Mi Irieites, the message is the music. The man whose banjo “surrounds hate and forces it to surrender.” The world misses you already, Pete Seeger.

Just for further information, Pete Seeger became a very strange and interesting part of my life at an early age without me even realising it.

Songs like “If I Had a Hammer” and “Where Have All The Flowers Gone” were imprinted in my memory – back in the UK we treated them as nursery rhymes!  These songs were played on radio 2 and 4 while getting dressed to go to school.  We never realised that they were actually protest songs.  My acknowledgement came full circle when I was asked to do a seminar about protest songs onboard a “Jam Cruise” exactly a year ago.  As a result I decided to do some research on that subject only to stumble across these types of songs that were recognised as protest music.  In doing so I understood and respected the meaning of Pete Seeger and the many other contemporaries of his, including Woodie Guthrie, Lead Belly, Phil Ochs and Joan Baez.  Bob Dylan was already on my list.
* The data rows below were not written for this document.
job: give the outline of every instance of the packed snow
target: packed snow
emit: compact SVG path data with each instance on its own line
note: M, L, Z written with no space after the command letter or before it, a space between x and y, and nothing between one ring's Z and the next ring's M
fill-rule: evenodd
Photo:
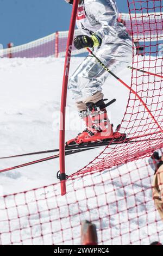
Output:
M139 58L141 59L142 57L140 56ZM82 57L72 58L70 74L74 71L82 60L83 58ZM59 111L64 65L64 58L56 59L49 57L36 59L1 59L0 157L58 148ZM130 84L130 70L127 68L119 73L118 75L123 78L126 83ZM114 98L116 98L117 100L115 103L109 107L108 112L111 122L114 124L114 127L116 127L117 125L121 123L125 112L129 92L115 78L110 76L103 87L103 90L105 97L108 98L109 100L112 100ZM75 137L84 127L83 124L80 121L70 92L68 93L67 97L66 124L66 141ZM101 150L102 149L98 149L89 151L87 153L78 153L75 155L75 158L73 155L66 157L66 173L67 174L72 174L82 168L97 156ZM52 155L53 155L53 153L1 160L1 169ZM130 163L129 164L131 169L132 167L134 168L135 166L133 163ZM141 164L141 161L139 162L139 164ZM58 182L56 174L59 169L59 160L58 159L1 173L1 196L17 193ZM124 173L123 172L125 171L125 168L122 166L119 168L118 172L120 170L121 170L122 173ZM151 170L151 175L152 174L153 171ZM110 170L110 175L112 175L112 178L114 178L114 175L116 177L115 177L114 184L107 184L107 190L110 192L113 186L118 188L120 185L120 180L117 174L116 169L114 168L113 170ZM147 175L147 173L145 173L143 174ZM126 175L127 179L123 181L124 185L127 185L127 179L129 178ZM98 174L95 174L94 179L95 180L99 178ZM134 180L137 180L136 173L133 174L133 182ZM87 176L87 182L90 182L90 185L91 181ZM148 190L143 200L146 200L146 202L150 201L146 207L150 209L150 211L152 211L151 209L154 210L154 206L153 202L151 200L152 192L150 189L149 190L151 186L151 180L148 179L143 184L145 187L148 188ZM69 184L70 187L70 185ZM138 192L141 186L142 186L141 182L137 182L134 187L135 191ZM82 188L80 184L80 180L77 181L76 186L80 188L79 191L80 192L80 193L79 192L77 194L78 199L80 201L80 198L81 199L82 197L82 193L81 193ZM59 186L58 186L58 189L60 189ZM97 194L100 192L102 189L102 186L98 185L97 188ZM131 189L130 186L126 188L127 195L129 194ZM124 196L123 191L123 190L121 191L121 190L118 191L117 196L120 199ZM52 195L53 193L52 190L52 191L48 191L48 192L49 195ZM90 193L91 193L91 190ZM143 198L143 192L142 193L142 194L140 195L139 200L141 200L141 198ZM42 196L41 195L42 194L40 193L40 197ZM110 204L111 204L111 200L114 200L114 195L112 196L112 197L110 197ZM60 203L61 205L64 199L62 198L60 200ZM68 200L71 199L70 198ZM73 200L73 199L72 198L72 200ZM102 200L101 202L102 202ZM92 203L91 206L93 206L93 203L95 204L95 203ZM109 200L108 203L109 203ZM122 203L123 201L122 201ZM131 205L132 204L131 199L130 203ZM95 206L96 204L95 204ZM123 204L121 206L123 208ZM41 207L42 209L46 207L43 204L43 201ZM77 210L75 209L75 202L73 207L74 208L72 208L72 210ZM82 210L85 209L85 205L84 204L82 205L82 203L81 203L80 207ZM115 208L115 205L112 205L112 207L110 208L110 213L114 212ZM102 215L101 217L104 219L105 218L104 212L107 210L106 208L104 208L102 209L103 215ZM156 230L156 228L158 228L158 226L156 227L156 223L154 223L155 216L152 216L151 214L148 218L149 222L152 224L147 230L148 229L144 223L146 221L146 216L143 217L143 214L146 213L146 208L143 207L138 208L139 213L142 216L139 223L140 226L142 226L142 228L140 228L140 231L139 232L140 232L142 237L142 244L148 244L148 243L149 243L149 241L147 239L148 235L147 233L149 230L149 233L153 234L152 229ZM34 211L34 206L33 210ZM83 211L84 211L84 210ZM12 214L14 214L12 212ZM59 214L58 213L58 214ZM94 215L93 214L93 218L96 219L97 212L95 212ZM136 223L134 220L134 217L136 217L136 214L135 212L131 212L130 214L133 214L133 221L130 223L130 225L131 227L133 225L134 229L137 227L137 223ZM86 214L85 215L85 218L86 217ZM47 218L47 216L45 215L43 217L46 219ZM122 217L125 218L126 216L124 215ZM159 220L158 216L157 216L157 218L158 220ZM152 221L153 221L152 222ZM27 224L26 224L26 221L24 220L23 225ZM33 221L36 221L34 220ZM62 221L65 222L66 220L64 218ZM76 222L79 220L74 218L73 221ZM106 220L105 226L103 227L104 234L105 234L106 236L106 228L108 225L107 221L108 222L108 220ZM115 226L115 230L114 228L112 229L113 234L118 234L118 230L116 227L116 223L117 223L116 221L118 221L116 220L116 217L111 220L111 225L112 227ZM55 223L56 226L59 225L59 223L57 221ZM14 225L15 224L15 223ZM1 230L2 228L3 230L5 228L1 227ZM48 229L48 225L45 228L45 230ZM128 227L126 226L122 227L124 234L126 233L128 228ZM39 232L39 230L37 231ZM76 231L74 232L75 236L77 233L76 233ZM27 236L27 233L26 234ZM135 239L135 236L136 237L139 237L139 235L140 233L137 234L135 231L132 234L131 239L134 241L136 241L136 239ZM162 237L163 234L162 234L161 235ZM78 237L77 235L77 237ZM145 237L145 240L143 240L143 237ZM158 238L156 235L155 236L153 235L153 239ZM59 237L56 237L55 240L57 243L58 239L58 242L60 242ZM45 241L46 243L51 242L50 237L48 239ZM106 236L105 239L108 241L110 239L110 237L109 236ZM123 242L126 244L129 241L129 237L126 236L126 240L123 241ZM115 244L118 244L120 242L119 239L115 240ZM8 242L9 237L5 237L4 244L7 244ZM30 241L29 242L28 241L28 242L30 243ZM27 242L27 243L28 242ZM74 241L74 242L76 244L79 243L79 240L77 239ZM41 243L39 239L36 240L36 244L40 243Z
But the most painful thing for me right now is that we have been trying, ever since my re-discovery, to meet this great man – but to no avail.  The chances became slimmer when we learned that he lost his wife a few months ago.

Pete, I wanted to tell you how much of an influence your music had on me at an early age and has now become even more potent knowing the tribulations you had to go through back in the  day when songs like yours were viewed as anti-establishment.

“When will they ever learn, when will they ever……

learn!

Pete Seeger (May 3, 1919 – Jan 27, 2014).

Haiti: 4 Years After

Yes Mi Irieites,

Today, 12th January 2014, marks the 4th anniversary since the earthquake struck Haiti, killing more that 250,000 people and leaving over a million still homeless.

So far, out of the $9 billion US, that was promised by the “International Community,” only a small portion has been bestowed to the country, of which a good percentage of that went towards  emergency aid as oppose to reconstruction.   If it was not for the tremendous effort of the late Hugo Chavez of Venezuela, Australia and the many small business’ coming from out of America, that have volunteered their services, Haiti would still be in the quagmire just as the day the catastrophe to place.  So President Michel Martelly and Prime Minister Lamothe, still have a lot on their plates serving the almost 500 tent camps scattered all over the stricken vicinity.  Please excuse me for any countries that have made major contributions that I have not listed or we are not aware about.  It would be good if you the fans can give me an update on that.

4haiti

As you already know, that we have been supportive of the situation ever since by donating a song we wrote immediately after the incident while recording in Jamaica called, “Hold On [4 Haiti].”  This we’ve awarded as a digital download to raise funds for Partners In Health (PIH) to erect solar panels by S.E.L.F (Solar Electric Light Fund).  We were fortunate enough to perform in Haiti 2 years ago and visit one of the hospitals being supplied, 2 hours north of the capital, Port au Prince.

We thank you for being part of this…

In Memoriam: Faybiene Miranda

Hail Mi Irieites,

The Steel Pulse Family is consumed with sadness to learn of the tragic loss of Faybiene Miranda, the dear wife of our dear brother Cliff ‘Moonie’ Pusey.

mirandamoonie

Few could compare to her. She stood for all that is good – the love of words, education, meaning and yes, the future. She was a true revolutionary – full of love and hope for the next generation.  She was the godmother of my daughter – Shashamane.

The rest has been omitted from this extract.